# Methyltrienolone



## heartofalion (Dec 5, 2012)

I'm not asking for a source for oral tren, but is it worth it for me to keep looking? I only know of a few manufacturers of it and have seen a dozen legit guys with the GP and the Kalpa, but nobody has had them stocked that I've seen in awhile. If someone knows that I'm SOL then I'll just stop looking and use it as an excuse (as if I need one) to go nuts with Tren Ace.

And what are everyone's thoughts on the next best thing for comparable results? I know nothing really touches it, but what could I put together to head that direction? I've done most orals across the spectrum of toxicity. I don't have faith in P-tren just yet, but it sounded exciting at first.


----------



## Standard Donkey (Dec 5, 2012)

it's actualy not that great, i've used GP brand.




trenbolone is best


----------



## longworthb (Dec 5, 2012)

I've seen alot of ups and downs with reviews. I've never ran it but I'm always interested in trying new compounds


----------



## overburdened (Dec 7, 2012)

I've seen others make decent gains off it.. but in exchange for the level of toxicity, I would say it's not worth it, unless you have a specific reason in mind why you MUST run MT...

Until you are comfortable with trying ptren, I would say halo and tren(ace or enanth) together makes for one killer combo!

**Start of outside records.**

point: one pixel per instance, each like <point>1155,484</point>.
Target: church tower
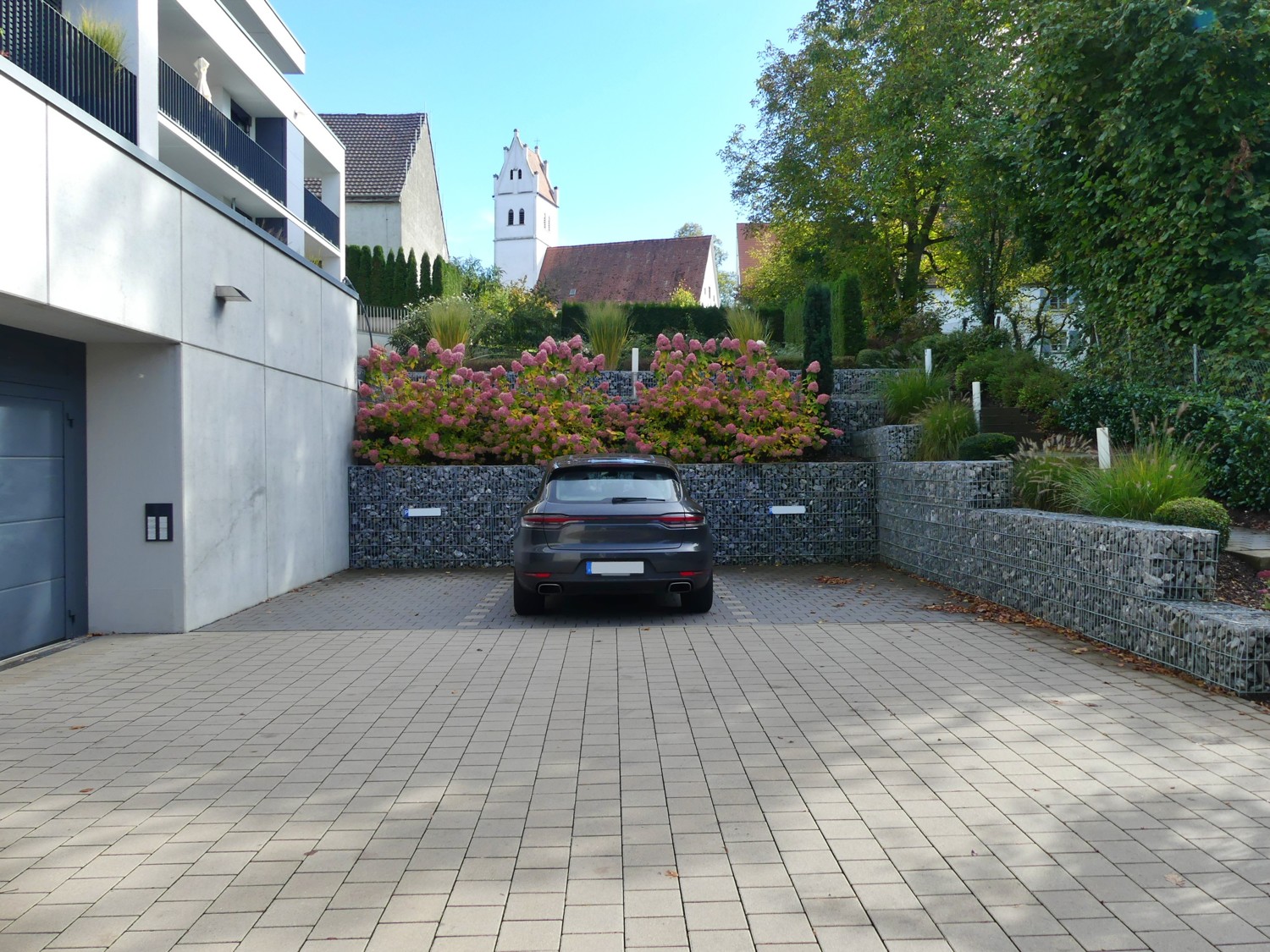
<point>526,213</point>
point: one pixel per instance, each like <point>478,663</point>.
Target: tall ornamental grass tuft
<point>746,325</point>
<point>451,322</point>
<point>609,332</point>
<point>1044,470</point>
<point>1138,482</point>
<point>945,423</point>
<point>906,393</point>
<point>107,35</point>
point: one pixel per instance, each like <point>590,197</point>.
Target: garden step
<point>1252,546</point>
<point>1018,423</point>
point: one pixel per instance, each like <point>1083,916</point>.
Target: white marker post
<point>1104,448</point>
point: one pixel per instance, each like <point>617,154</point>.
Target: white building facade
<point>177,350</point>
<point>526,213</point>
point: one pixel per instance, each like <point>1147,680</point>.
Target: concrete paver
<point>655,781</point>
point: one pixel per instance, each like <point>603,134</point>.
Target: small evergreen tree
<point>848,315</point>
<point>439,284</point>
<point>426,291</point>
<point>818,333</point>
<point>411,279</point>
<point>378,282</point>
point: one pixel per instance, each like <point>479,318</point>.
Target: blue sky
<point>629,102</point>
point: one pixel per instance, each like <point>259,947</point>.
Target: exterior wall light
<point>228,292</point>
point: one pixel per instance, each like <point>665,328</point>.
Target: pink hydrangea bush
<point>719,401</point>
<point>426,408</point>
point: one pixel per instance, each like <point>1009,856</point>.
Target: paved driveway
<point>924,784</point>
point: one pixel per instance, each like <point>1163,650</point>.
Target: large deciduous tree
<point>864,129</point>
<point>1150,129</point>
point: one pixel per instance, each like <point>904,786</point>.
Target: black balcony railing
<point>185,106</point>
<point>40,41</point>
<point>322,218</point>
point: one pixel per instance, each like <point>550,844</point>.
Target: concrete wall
<point>239,414</point>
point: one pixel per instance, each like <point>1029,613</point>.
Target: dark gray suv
<point>612,525</point>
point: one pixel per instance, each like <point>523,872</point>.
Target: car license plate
<point>615,568</point>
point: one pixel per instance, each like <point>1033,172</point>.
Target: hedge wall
<point>1234,434</point>
<point>655,319</point>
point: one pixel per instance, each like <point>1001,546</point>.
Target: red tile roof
<point>627,271</point>
<point>378,151</point>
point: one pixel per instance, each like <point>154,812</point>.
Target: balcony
<point>185,107</point>
<point>322,218</point>
<point>38,40</point>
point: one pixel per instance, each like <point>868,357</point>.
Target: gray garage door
<point>32,523</point>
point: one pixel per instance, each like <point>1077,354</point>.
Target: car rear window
<point>610,482</point>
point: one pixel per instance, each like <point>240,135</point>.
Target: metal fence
<point>187,107</point>
<point>40,41</point>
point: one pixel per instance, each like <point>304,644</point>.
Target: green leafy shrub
<point>950,350</point>
<point>987,446</point>
<point>908,391</point>
<point>1044,470</point>
<point>870,357</point>
<point>945,423</point>
<point>1198,513</point>
<point>1234,434</point>
<point>1138,482</point>
<point>609,330</point>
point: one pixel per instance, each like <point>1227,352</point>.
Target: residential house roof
<point>644,271</point>
<point>378,151</point>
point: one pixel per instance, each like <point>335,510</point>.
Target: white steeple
<point>526,213</point>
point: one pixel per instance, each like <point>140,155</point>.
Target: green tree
<point>861,131</point>
<point>378,277</point>
<point>818,334</point>
<point>1150,142</point>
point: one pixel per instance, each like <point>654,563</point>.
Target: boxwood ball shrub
<point>719,401</point>
<point>1198,513</point>
<point>987,446</point>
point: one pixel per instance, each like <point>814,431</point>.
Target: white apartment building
<point>177,350</point>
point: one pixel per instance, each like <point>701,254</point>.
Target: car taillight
<point>538,520</point>
<point>682,520</point>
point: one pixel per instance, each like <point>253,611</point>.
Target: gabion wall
<point>1133,586</point>
<point>886,444</point>
<point>479,508</point>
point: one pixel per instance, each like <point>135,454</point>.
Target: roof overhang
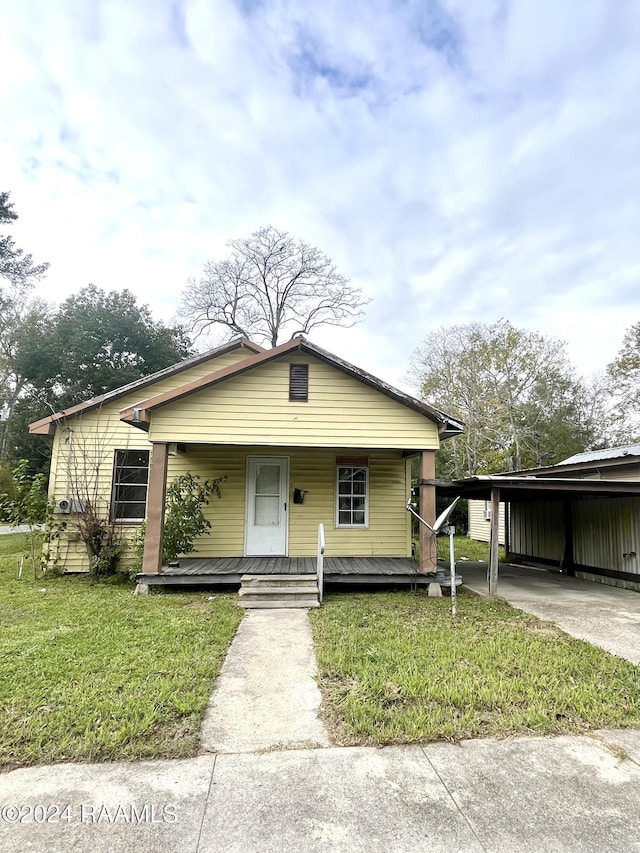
<point>47,426</point>
<point>513,489</point>
<point>139,415</point>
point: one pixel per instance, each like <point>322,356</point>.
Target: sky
<point>459,161</point>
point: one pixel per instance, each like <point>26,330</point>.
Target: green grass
<point>92,673</point>
<point>396,668</point>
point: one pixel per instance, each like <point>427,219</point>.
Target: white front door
<point>267,506</point>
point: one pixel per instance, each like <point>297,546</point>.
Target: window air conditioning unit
<point>69,505</point>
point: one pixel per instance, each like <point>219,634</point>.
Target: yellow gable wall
<point>83,453</point>
<point>254,408</point>
<point>388,533</point>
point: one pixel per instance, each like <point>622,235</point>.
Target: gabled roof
<point>46,426</point>
<point>140,414</point>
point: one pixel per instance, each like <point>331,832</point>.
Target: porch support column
<point>428,550</point>
<point>152,556</point>
<point>494,541</point>
<point>568,558</point>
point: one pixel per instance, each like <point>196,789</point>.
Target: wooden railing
<point>320,564</point>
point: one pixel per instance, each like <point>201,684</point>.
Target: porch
<point>228,571</point>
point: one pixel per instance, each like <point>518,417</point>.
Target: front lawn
<point>90,673</point>
<point>396,668</point>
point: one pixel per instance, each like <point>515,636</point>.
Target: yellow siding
<point>254,409</point>
<point>83,454</point>
<point>388,533</point>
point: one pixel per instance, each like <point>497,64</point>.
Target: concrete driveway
<point>603,615</point>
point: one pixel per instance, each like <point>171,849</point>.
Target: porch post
<point>428,550</point>
<point>494,541</point>
<point>152,557</point>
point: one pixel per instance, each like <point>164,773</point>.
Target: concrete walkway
<point>266,696</point>
<point>604,615</point>
<point>534,794</point>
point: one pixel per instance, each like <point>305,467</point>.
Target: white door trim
<point>279,544</point>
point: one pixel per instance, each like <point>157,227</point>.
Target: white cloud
<point>459,161</point>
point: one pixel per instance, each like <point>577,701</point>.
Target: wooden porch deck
<point>199,571</point>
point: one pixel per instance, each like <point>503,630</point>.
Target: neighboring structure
<point>301,437</point>
<point>479,514</point>
<point>581,516</point>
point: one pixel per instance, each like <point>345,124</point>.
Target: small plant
<point>104,540</point>
<point>184,520</point>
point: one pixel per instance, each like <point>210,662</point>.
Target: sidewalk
<point>534,794</point>
<point>255,789</point>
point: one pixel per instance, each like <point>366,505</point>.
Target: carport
<point>611,521</point>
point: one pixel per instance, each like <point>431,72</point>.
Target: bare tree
<point>516,391</point>
<point>271,286</point>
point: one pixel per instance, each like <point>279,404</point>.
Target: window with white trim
<point>130,481</point>
<point>352,496</point>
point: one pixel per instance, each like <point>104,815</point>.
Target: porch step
<point>278,605</point>
<point>263,591</point>
<point>278,580</point>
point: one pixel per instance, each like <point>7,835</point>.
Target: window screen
<point>130,480</point>
<point>352,496</point>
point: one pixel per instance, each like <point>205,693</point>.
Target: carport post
<point>156,493</point>
<point>494,540</point>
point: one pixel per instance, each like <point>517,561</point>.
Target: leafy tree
<point>271,286</point>
<point>26,503</point>
<point>98,341</point>
<point>18,314</point>
<point>22,326</point>
<point>624,377</point>
<point>16,267</point>
<point>516,391</point>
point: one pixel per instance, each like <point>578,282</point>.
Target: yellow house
<point>301,437</point>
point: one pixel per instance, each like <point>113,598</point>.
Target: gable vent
<point>299,382</point>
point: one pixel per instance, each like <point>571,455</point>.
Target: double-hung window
<point>130,481</point>
<point>352,499</point>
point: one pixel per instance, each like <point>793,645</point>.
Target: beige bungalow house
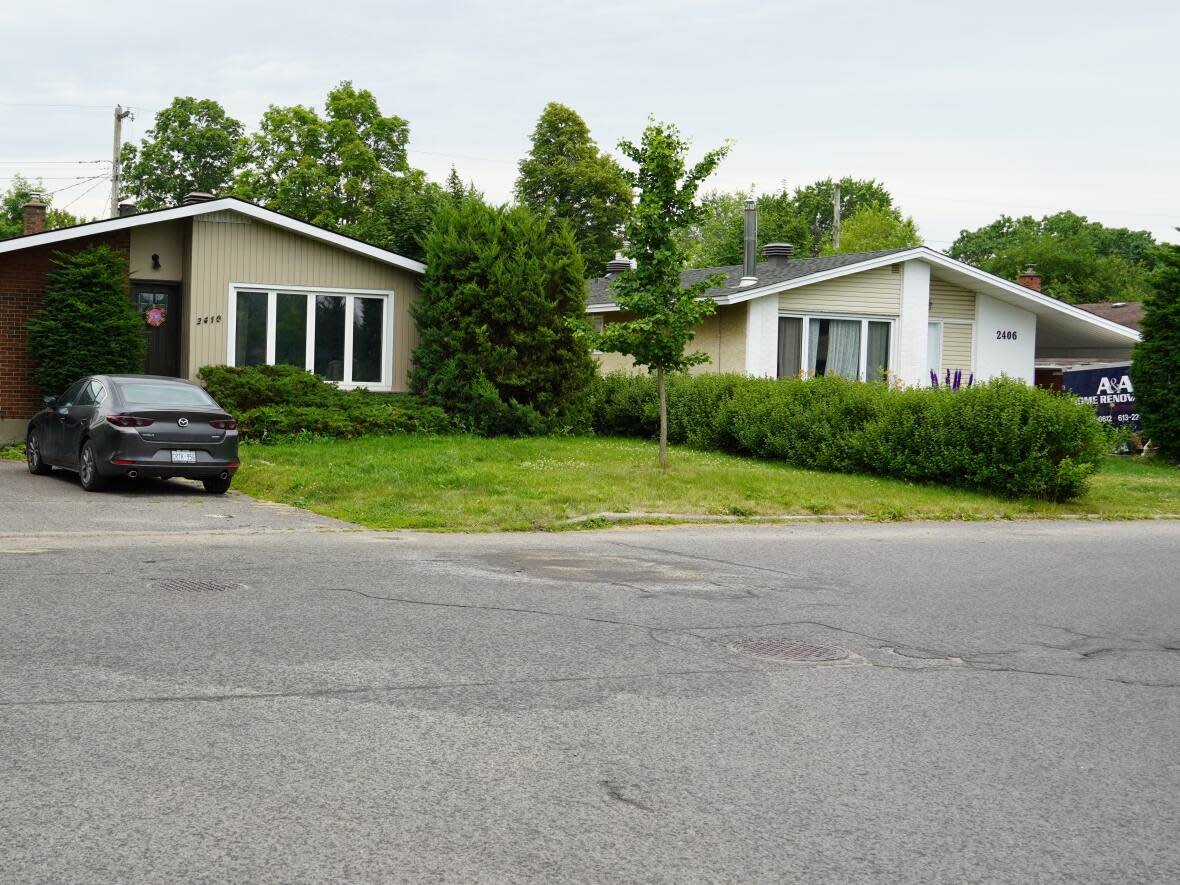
<point>898,314</point>
<point>224,281</point>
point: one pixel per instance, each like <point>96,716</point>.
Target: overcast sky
<point>963,110</point>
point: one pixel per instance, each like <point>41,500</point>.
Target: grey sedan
<point>107,426</point>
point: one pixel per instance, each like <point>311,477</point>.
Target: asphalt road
<point>576,707</point>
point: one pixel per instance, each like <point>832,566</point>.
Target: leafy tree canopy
<point>1080,261</point>
<point>876,227</point>
<point>801,217</point>
<point>566,177</point>
<point>12,208</point>
<point>1155,364</point>
<point>500,320</point>
<point>328,170</point>
<point>87,325</point>
<point>663,314</point>
<point>192,146</point>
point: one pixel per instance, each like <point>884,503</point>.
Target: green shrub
<point>1002,437</point>
<point>283,400</point>
<point>89,325</point>
<point>503,340</point>
<point>1155,364</point>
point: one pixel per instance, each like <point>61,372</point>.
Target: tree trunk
<point>663,420</point>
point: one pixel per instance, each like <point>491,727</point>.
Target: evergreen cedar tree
<point>1155,365</point>
<point>87,325</point>
<point>566,177</point>
<point>664,314</point>
<point>500,321</point>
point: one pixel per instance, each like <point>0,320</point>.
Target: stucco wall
<point>996,354</point>
<point>229,248</point>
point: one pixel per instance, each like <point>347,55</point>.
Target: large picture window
<point>341,335</point>
<point>814,346</point>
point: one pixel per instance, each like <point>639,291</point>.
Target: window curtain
<point>791,332</point>
<point>878,352</point>
<point>843,348</point>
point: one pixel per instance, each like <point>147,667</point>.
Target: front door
<point>158,306</point>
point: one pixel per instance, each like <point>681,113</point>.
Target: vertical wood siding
<point>228,248</point>
<point>950,302</point>
<point>957,343</point>
<point>871,293</point>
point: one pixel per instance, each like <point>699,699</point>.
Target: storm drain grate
<point>790,650</point>
<point>196,585</point>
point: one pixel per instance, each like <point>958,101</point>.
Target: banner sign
<point>1109,391</point>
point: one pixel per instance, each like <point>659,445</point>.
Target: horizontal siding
<point>950,302</point>
<point>957,345</point>
<point>228,248</point>
<point>871,293</point>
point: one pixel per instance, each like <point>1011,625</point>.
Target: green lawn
<point>472,484</point>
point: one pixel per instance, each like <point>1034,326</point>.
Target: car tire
<point>87,469</point>
<point>37,464</point>
<point>217,485</point>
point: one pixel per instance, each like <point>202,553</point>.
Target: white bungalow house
<point>899,313</point>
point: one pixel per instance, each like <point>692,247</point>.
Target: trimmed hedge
<point>271,401</point>
<point>1001,437</point>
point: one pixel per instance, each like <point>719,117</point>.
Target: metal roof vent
<point>778,254</point>
<point>617,264</point>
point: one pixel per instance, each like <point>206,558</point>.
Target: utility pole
<point>836,217</point>
<point>120,115</point>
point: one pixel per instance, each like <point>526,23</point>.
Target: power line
<point>100,181</point>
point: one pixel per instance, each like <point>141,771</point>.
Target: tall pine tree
<point>502,335</point>
<point>1155,365</point>
<point>565,177</point>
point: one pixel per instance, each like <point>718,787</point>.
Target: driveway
<point>279,697</point>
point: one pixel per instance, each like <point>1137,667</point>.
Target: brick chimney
<point>34,215</point>
<point>1029,279</point>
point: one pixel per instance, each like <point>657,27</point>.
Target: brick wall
<point>21,290</point>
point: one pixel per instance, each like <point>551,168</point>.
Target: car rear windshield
<point>162,394</point>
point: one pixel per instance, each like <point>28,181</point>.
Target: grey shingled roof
<point>598,289</point>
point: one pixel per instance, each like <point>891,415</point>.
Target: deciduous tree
<point>1079,260</point>
<point>663,314</point>
<point>194,145</point>
<point>1155,366</point>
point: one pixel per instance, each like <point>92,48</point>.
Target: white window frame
<point>861,372</point>
<point>273,293</point>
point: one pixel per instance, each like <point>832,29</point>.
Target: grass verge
<point>456,483</point>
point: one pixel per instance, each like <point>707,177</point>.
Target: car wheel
<point>37,464</point>
<point>217,485</point>
<point>87,470</point>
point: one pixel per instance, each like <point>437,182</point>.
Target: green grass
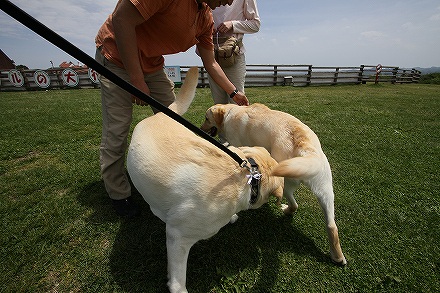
<point>59,233</point>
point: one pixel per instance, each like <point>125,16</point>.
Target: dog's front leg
<point>290,186</point>
<point>177,252</point>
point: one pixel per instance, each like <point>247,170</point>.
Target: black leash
<point>48,34</point>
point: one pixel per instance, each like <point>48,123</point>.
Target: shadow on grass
<point>138,261</point>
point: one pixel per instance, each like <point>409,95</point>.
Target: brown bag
<point>226,51</point>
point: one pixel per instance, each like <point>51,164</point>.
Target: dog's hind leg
<point>177,253</point>
<point>290,186</point>
<point>324,193</point>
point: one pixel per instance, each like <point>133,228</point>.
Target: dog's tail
<point>299,167</point>
<point>187,92</point>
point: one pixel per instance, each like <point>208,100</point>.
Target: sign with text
<point>70,77</point>
<point>173,73</point>
<point>15,77</point>
<point>42,79</point>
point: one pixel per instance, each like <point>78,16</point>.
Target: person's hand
<point>241,99</point>
<point>224,27</point>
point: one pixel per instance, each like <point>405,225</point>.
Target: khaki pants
<point>236,74</point>
<point>116,120</point>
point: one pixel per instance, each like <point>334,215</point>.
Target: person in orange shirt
<point>131,43</point>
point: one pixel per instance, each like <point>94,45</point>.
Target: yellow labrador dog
<point>293,144</point>
<point>190,184</point>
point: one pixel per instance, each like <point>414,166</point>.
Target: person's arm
<point>250,25</point>
<point>125,19</point>
<point>217,74</point>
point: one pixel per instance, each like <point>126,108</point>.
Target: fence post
<point>309,75</point>
<point>361,74</point>
<point>335,78</point>
<point>275,75</point>
<point>394,78</point>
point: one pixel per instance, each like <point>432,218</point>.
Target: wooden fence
<point>256,75</point>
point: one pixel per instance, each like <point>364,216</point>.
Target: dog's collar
<point>254,181</point>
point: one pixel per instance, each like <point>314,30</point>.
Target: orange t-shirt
<point>171,26</point>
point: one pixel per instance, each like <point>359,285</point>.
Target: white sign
<point>42,79</point>
<point>173,73</point>
<point>70,77</point>
<point>16,78</point>
<point>93,75</point>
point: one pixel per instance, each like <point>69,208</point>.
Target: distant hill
<point>428,70</point>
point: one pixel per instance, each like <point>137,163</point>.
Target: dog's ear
<point>218,114</point>
<point>278,193</point>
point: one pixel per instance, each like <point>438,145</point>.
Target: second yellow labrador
<point>293,144</point>
<point>190,184</point>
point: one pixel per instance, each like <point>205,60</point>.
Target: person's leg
<point>161,88</point>
<point>236,74</point>
<point>116,119</point>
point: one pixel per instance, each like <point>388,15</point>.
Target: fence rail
<point>256,75</point>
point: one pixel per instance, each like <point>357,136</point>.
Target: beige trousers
<point>117,110</point>
<point>236,74</point>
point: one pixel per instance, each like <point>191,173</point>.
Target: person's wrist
<point>233,94</point>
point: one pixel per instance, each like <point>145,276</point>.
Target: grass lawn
<point>59,232</point>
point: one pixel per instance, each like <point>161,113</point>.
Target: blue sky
<point>403,33</point>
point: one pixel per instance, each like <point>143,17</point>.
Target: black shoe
<point>126,207</point>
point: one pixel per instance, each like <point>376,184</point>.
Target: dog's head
<point>270,185</point>
<point>214,118</point>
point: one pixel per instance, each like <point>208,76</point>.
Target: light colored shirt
<point>244,16</point>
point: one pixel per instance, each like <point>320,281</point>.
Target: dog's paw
<point>289,210</point>
<point>233,219</point>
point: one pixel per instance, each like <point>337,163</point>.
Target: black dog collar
<point>255,179</point>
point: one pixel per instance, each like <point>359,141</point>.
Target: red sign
<point>42,79</point>
<point>70,77</point>
<point>15,77</point>
<point>93,75</point>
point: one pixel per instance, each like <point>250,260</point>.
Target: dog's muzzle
<point>212,131</point>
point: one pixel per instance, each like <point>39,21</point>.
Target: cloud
<point>374,35</point>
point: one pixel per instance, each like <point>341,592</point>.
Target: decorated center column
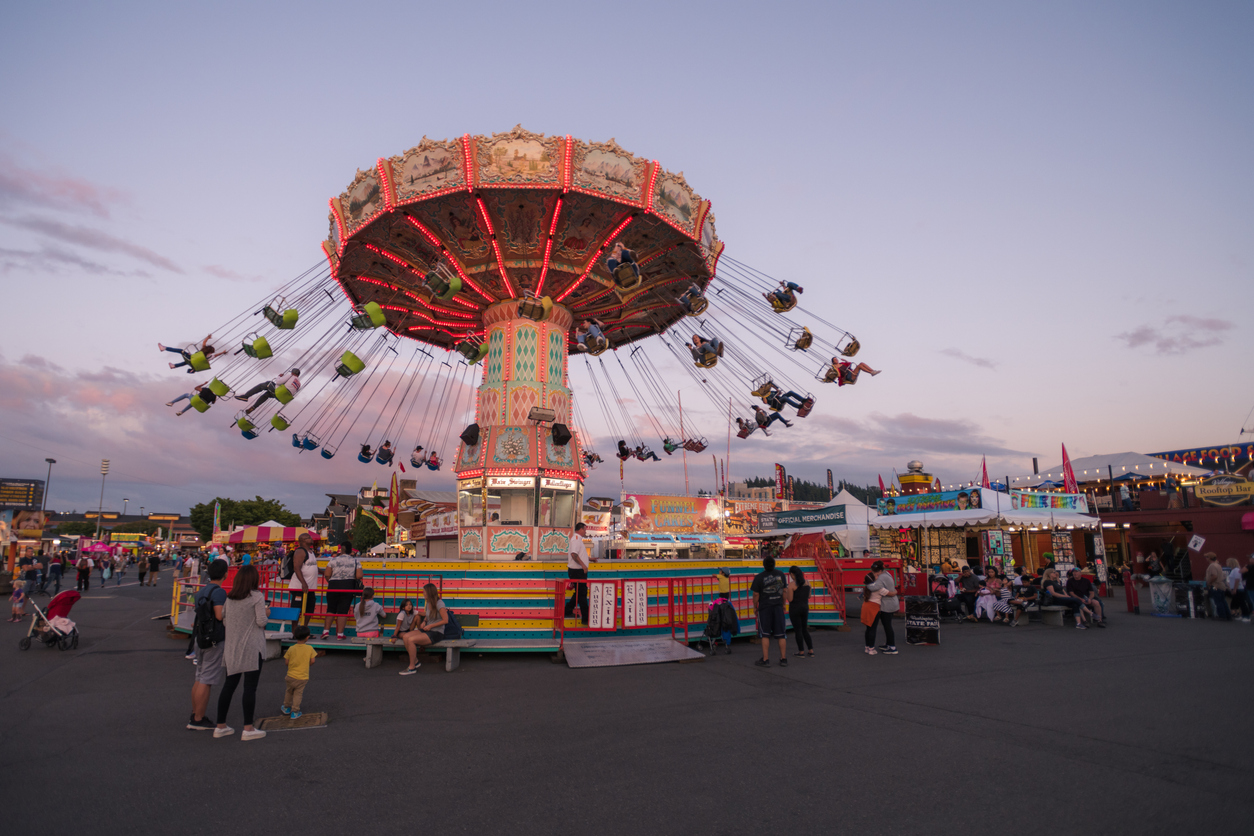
<point>519,488</point>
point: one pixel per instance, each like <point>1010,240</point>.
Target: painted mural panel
<point>428,167</point>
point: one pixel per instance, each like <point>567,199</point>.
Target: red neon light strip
<point>548,247</point>
<point>597,257</point>
<point>449,256</point>
<point>495,247</point>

I should add that I have never personally tried methyltren due to it's liver toxicity... I've used mibolerone(cheque drops), that's as toxic as I've gone....


----------



## the_riddler (Dec 9, 2012)

I've had some of this stuff before. GP brand 250mcg each. Honestly, it's not as good as P-Tren in my opinion. You can use 1mg Methyltren safely or you can use 12-16mg of P-Tren safely and with much less side effects and much better results.  I would almost go as far as to say that methyltren is to anavar as methamphetamine is to cocaine. Amplified similar results with much less dose and money but nobody in their right mind smokes methamphetamine....


----------



## overburdened (Dec 9, 2012)

passing the upper region of 'dosing' on ptren actually makes it slightly LESS effective.  6-8 mg daily is 'common' , much past 10mg ed, you are not getting the results you would, if you stay around the 8-10mg mark per day... More is NOT better with this compound!


----------



## the_riddler (Dec 9, 2012)

I agree. I was purely speaking in a dose to side effect sense. Ive dosed up to 16mg for a series of three days and noticed no sides except for a little anxiety but that was helpful in the gym. I run 8-10mg ed. Since it's a solution it is hard to get an exact dose. Anyone found a good way to cap this stuff yet?


----------



## overburdened (Dec 9, 2012)

the_riddler said:


> I agree. I was purely speaking in a dose to side effect sense. Ive dosed up to 16mg for a series of three days and noticed no sides except for a little anxiety but that was helpful in the gym. I run 8-10mg ed. Since it's a solution it is hard to get an exact dose. Anyone found a good way to cap this stuff yet?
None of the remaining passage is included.